Let’s say that instead we wanted to start the running total over at the beginning of each month. To narrow the window from the entire dataset to individual groups within the dataset you use the PARTITION BY function. Now this query groups and orders the query by the month the transaction occurred. Within each month it’s ordered by occurred_at and the running total sums across that current row and all previous rows of standard quantity. The ORDER BY treats each partition as seperate. It also creates the running total. Without ORDER BY each value will simply be a sum of all the standard_qty values in its respective month.
SELECT standard_qty
DATE_TRUNC('month', occured_at) AS month,
SUM(standard_qty) OVER (PARTITION BY DATE_TRUNC('month', occured_at) ORDER BY occurred_at) AS running_total
FROM orders
SELECT standard_amt_usd,
SUM(standard_amt_usd) OVER (ORDER BY occurred_at) AS running_total
FROM orders
2.Now, modify your query from the previous quiz to include partitions. Still create a running total of standard_amt_usd (in the orders table) over order time, but this time, date truncate occurred_at by year and partition by that same year-truncated occurred_at variable. Your final table should have three columns: One with the amount being added for each row, one for the truncated date, and a final columns with the running total within each year.
SELECT standard_amt_usd,
DATE_TRUNC('year', occurred_at) as year,
SUM(standard_amt_usd) OVER (PARTITION BY DATE_TRUNC('year', occurred_at) ORDER BY occurred_at) AS running_total
FROM orders
ROW_NUMBER() displays the number of a given row within the window you define.

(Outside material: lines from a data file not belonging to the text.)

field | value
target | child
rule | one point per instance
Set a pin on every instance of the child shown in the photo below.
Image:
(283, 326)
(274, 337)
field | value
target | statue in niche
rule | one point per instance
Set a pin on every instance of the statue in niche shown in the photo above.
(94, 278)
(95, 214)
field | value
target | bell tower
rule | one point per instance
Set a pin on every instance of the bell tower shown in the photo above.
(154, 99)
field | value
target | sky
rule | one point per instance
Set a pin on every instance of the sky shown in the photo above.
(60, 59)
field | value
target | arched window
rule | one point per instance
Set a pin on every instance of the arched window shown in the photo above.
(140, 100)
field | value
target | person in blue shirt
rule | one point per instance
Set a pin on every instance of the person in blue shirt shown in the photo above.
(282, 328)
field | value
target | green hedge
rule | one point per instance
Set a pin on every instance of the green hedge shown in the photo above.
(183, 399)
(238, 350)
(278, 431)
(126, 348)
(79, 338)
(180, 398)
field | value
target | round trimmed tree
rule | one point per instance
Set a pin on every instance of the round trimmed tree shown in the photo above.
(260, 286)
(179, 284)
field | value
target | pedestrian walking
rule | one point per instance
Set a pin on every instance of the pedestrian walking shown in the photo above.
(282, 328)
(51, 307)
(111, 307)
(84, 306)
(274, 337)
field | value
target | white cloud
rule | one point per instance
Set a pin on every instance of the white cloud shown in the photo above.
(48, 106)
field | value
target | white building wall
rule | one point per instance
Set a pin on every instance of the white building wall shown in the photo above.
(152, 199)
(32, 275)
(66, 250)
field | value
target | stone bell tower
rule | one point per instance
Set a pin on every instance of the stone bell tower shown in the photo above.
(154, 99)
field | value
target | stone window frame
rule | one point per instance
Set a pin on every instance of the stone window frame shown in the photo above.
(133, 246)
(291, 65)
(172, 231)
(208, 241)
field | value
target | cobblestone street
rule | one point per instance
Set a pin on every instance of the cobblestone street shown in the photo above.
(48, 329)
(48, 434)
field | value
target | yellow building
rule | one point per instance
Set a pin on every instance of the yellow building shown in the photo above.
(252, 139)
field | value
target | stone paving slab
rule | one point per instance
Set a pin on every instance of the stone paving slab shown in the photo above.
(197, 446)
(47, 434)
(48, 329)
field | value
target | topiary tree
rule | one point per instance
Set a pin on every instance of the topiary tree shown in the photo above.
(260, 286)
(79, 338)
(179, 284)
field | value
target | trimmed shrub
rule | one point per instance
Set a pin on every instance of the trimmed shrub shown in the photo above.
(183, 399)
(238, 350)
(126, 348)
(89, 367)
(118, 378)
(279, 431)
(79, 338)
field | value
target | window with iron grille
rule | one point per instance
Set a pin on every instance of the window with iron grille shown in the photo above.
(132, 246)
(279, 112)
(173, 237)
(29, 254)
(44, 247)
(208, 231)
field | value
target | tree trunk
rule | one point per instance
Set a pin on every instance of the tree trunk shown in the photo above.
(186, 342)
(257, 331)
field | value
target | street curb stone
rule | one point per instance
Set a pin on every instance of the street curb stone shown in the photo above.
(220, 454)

It starts at 1 and and numbers the rows according to the ORDER BY part of the window statement. It doesn’t require you to specify a variable within the parentheses. Here, we’re ordering by the ID field which increments by one every row so the id and row_num fieds always have the same value.
SELECT id,
account_id,
occurred_at,
ROW_NUMBER() OVER (ORDER BY id) AS row_num
FROM orders
If we order by occurred_at the rows are ordered differently and the row_num column is therefore assigned differently. The row_num no longer matches up with ids.
SELECT id,
account_id,
occurred_at,
ROW_NUMBER() OVER (ORDER BY occurred_at) AS row_num
FROM orders
Using a PARTITION BY clause we can start the count over at one again in each partition. Let’s partition by account_id. This now shows us the row number within each account_id where row one is the first order that occurred.
SELECT id,
account_id,
occurred_at,
ROW_NUMBER() OVER (PARTITION BY account_id ORDER BY occurred_at) AS row_num
FROM orders
There’s another function, RANK() that does something similar. The results may look the same but there’s a subtle difference. If two lines in a row have the same value for occurred_at they’re given the same rank, whereas ROW_NUMBER() gives them different numbers.
SELECT id,
account_id,
occurred_at,
RANK() OVER (PARTITION BY account_id ORDER BY occurred_at) AS row_num
FROM orders
You’ll notice the difference if you order by DATE_TRUNC month. Entries with the same month are now given the same rank and the rank column now skips some values to make up for it. There’s a similar function, DENSE_RANK() which doesn’t skip values after assigning several rows with the same rank.
SELECT id,
account_id,
DATE_TRUNC('month', occurred_at) as month,
RANK() OVER (PARTITION BY account_id ORDER BY DATE_TRUNC('month', occurred_at)) AS row_num
FROM orders
Select the id, account_id, and total variable from the orders table, then create a column called total_rank that ranks this total amount of paper ordered (from highest to lowest) for each account using a partition. Your final table should have these four columns.
SELECT id,
account_id,
total,
RANK() OVER (PARTITION BY account_id ORDER BY total DESC) AS total_rank
FROM orders
When using window functions you can apply the same aggregates as undernormal circumstances: SUM, COUNT, AVG, MIN and MAX.
SELECT id,
account_id,
standard_qty,
DATE_TRUNC('month', occurred_at) AS month,
DENSE_RANK() OVER (PARTITION BY account_id ORDER BY DATE_TRUNC('month',occurred_at)) AS dense_rank,
SUM(standard_qty) OVER (PARTITION BY account_id ORDER BY DATE_TRUNC('month',occurred_at)) AS sum_std_qty,
COUNT(standard_qty) OVER (PARTITION BY account_id ORDER BY DATE_TRUNC('month',occurred_at)) AS count_std_qty,
AVG(standard_qty) OVER (PARTITION BY account_id ORDER BY DATE_TRUNC('month',occurred_at)) AS avg_std_qty,
MIN(standard_qty) OVER (PARTITION BY account_id ORDER BY DATE_TRUNC('month',occurred_at)) AS min_std_qty,
MAX(standard_qty) OVER (PARTITION BY account_id ORDER BY DATE_TRUNC('month',occurred_at)) AS max_std_qty
FROM orders
If you were to remove ORDER BY DATE_TRUNC(‘month’,occurred_at) in each line of the query that contains it: The ORDER BY clause is one of two clauses integral to window functions. The ORDER and PARTITION define what is referred to as the “window”—the ordered subset of data over which calculations are made. Removing ORDER BY just leaves an unordered partition; in our query’s case, each column’s value is simply an aggregation (e.g. sum, count, average, minimum, or maximum) of all the standard_qty values in its respective account_id.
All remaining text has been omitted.